- Sungai Siput Incident: Part of Malayan Emergency
| Date | 16 June 1948 |
| Location | Sungai Siput, Perak, Malaya |
| Result | Communist victory |

Belligerents
- United Kingdom: Malayan Communist Party

Commanders and leaders
- 3 people at Sungai Siput †: Chin Peng S. A. Ganapathy

Casualties and losses
- 3 killed: None

= Sungai Siput incident =

1948 start of the Malayan Emergency

The Sungai Siput incident marked the beginning of the Malayan Emergency on 16 June 1948. Three European plantation managers were killed at Sungai Siput, Perak in two different rubber estates – the Elphil estate and Phin Soon estate. Other estate owners were also targeted, though unsuccessful. Following the incidents, a state of emergency – initially confined to Perak and Johor – was declared on the same day. A police raid was conducted against Chin Peng, though Peng managed to flee. The emergency was extended to the entirety of British Malaya two days later.

== Background ==
Sungai Siput is a town north of Ipoh in Perak, Malaysia. Sungai Siput had many rubber plantations and tin mines. Following the arrest of R. Belan on 30 May, the president of the Perak Rubber Workers' Union, the MCP decided to increase their pressure against the British government. On the same day, 640 plantation workers stopped working. Plantation managers, led by Boris Hembry, the vice-chairman of the Perak Planters' Association, persuaded Perak's chief police officer to take action against the plantation workers. The chief police officer organised a meeting with Perak's British adviser and state first minister on 1 June and all agreed to take action. Two companies of Gurkhas were sent to Sungai Siput from 2 to 10 June and escorted Tamils back to work. Once the Gurkhas left the town, the local MCP decided to target rubber plantation managers in the area as an extension of the party's anti-konchak policy.

== Attacks ==
On 16 June 1948, three Malayan Communist party (MCP) members cycled to Elphil Estate at about 8:30 am British Malayan Standard Time (1:00 am UTC), located 9.7 km north of Sungai Siput. One of them entered the office of Arthur Walker, the manager of the plantation, and greeted him. As Walker was exchanging the greeting, the assassin shot him two times at close range, with the other two firing shots at the office window. The perpetrators cycled away, and Walker's wife, who was in Kuala Kangsar, had to be called back.

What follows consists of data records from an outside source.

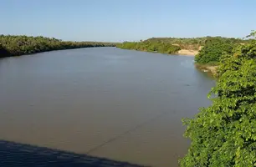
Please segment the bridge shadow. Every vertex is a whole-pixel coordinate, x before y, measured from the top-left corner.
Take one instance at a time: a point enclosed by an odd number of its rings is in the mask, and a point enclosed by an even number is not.
[[[3,167],[143,167],[87,154],[0,139],[0,166]]]

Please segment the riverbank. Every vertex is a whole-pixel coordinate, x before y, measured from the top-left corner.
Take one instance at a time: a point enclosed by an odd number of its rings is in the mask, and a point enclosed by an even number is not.
[[[181,56],[196,56],[198,53],[198,50],[181,49],[177,52],[177,54]]]
[[[0,35],[0,58],[92,47],[115,47],[115,43],[62,41],[54,38]]]
[[[208,73],[209,74],[217,77],[217,70],[218,67],[217,65],[207,65],[207,64],[198,64],[195,63],[195,66],[197,69],[203,71],[205,73]]]

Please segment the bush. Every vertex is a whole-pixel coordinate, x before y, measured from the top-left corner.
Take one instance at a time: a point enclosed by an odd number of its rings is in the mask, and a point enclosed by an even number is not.
[[[232,53],[236,43],[231,39],[211,38],[205,43],[203,48],[195,57],[195,62],[199,64],[218,64],[223,53]]]
[[[223,55],[218,74],[212,104],[183,120],[192,143],[182,167],[256,166],[255,40]]]
[[[0,57],[30,54],[50,50],[115,46],[111,43],[61,41],[54,38],[0,35]]]

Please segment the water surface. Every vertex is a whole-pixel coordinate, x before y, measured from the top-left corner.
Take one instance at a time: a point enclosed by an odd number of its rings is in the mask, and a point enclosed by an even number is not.
[[[193,57],[93,48],[0,59],[0,139],[177,166],[214,81]]]

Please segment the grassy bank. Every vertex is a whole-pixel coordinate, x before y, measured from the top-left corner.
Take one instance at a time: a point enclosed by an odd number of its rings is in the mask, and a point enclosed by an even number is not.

Twelve MCP members went to the Phin Soon Estate just before 9:00 am (1:30 am UTC) and tied the hands of John Allison, the manager of the plantation, and Ian Christian, Allison's assistant. The squad marched the two to a nearby bungalow and searched for weapons. Afterwards, they were marched back into the office verandah and shot. The perpetrators took a $1,000 before burning a smokehouse filled with rubber and cycling off.

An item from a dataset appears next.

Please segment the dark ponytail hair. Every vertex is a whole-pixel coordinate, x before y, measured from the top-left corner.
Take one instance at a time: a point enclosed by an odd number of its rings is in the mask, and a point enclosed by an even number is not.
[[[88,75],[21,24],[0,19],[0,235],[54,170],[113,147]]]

According to Chin Peng in his autobiography, Walker and Allison had a history of mistreating workers and breaking up worker strikes, while Christian was only a recruit and killed without justification. (Note: Historian Karl Hack notes that Peng did not provide any evidence for his claims, suggesting that Peng used general MCP rationale for selecting targets to explain the killings; MCP propaganda stated that managers, foremen, and Europeans were safe if they "acted in the best interests of the people".) Attackers also arrived at the Sungei Krudda and Reyla estates, though the managers were not present. They also tried to see the managers at the Klabang and Strathsila estates, but were unsuccessful. Europeans in Sungai Siput fled to the Kaumintang Estate, but would return to their plantations by the evening.

== Aftermath ==
The three murdered planters were buried at the Batu Gajah Cemetary on 16 June 1948. Following the incident, plantations in Sungai Siput hired bodyguards for protection.

A delegation by Sungai Siput planters was sent to Kuala Lumpur, and demanded "ruthless action". A state of emergency was declared in areas in Perak and Johor affected most by the incident on 16 June. Following an editorial published by The Straits Times demanding that the government expedite its approval of the emergency powers bill, the state of emergency was extended to the entirety of both states. A police raid was conducted against Chin Peng on the same day, who was staying at a bungalow 64.4 km south of Sungai Siput. Peng – who did not anticipate that the British would declare a state of emergency – narrowly avoided the police and fled to a tin mine owner's bungalow near Kampar. The emergency was extended the entirety of Malaya on 18 June. Under these measures, the colonial government outlawed the MCP and began mass arresting thousands of trade unions and left-wing activists.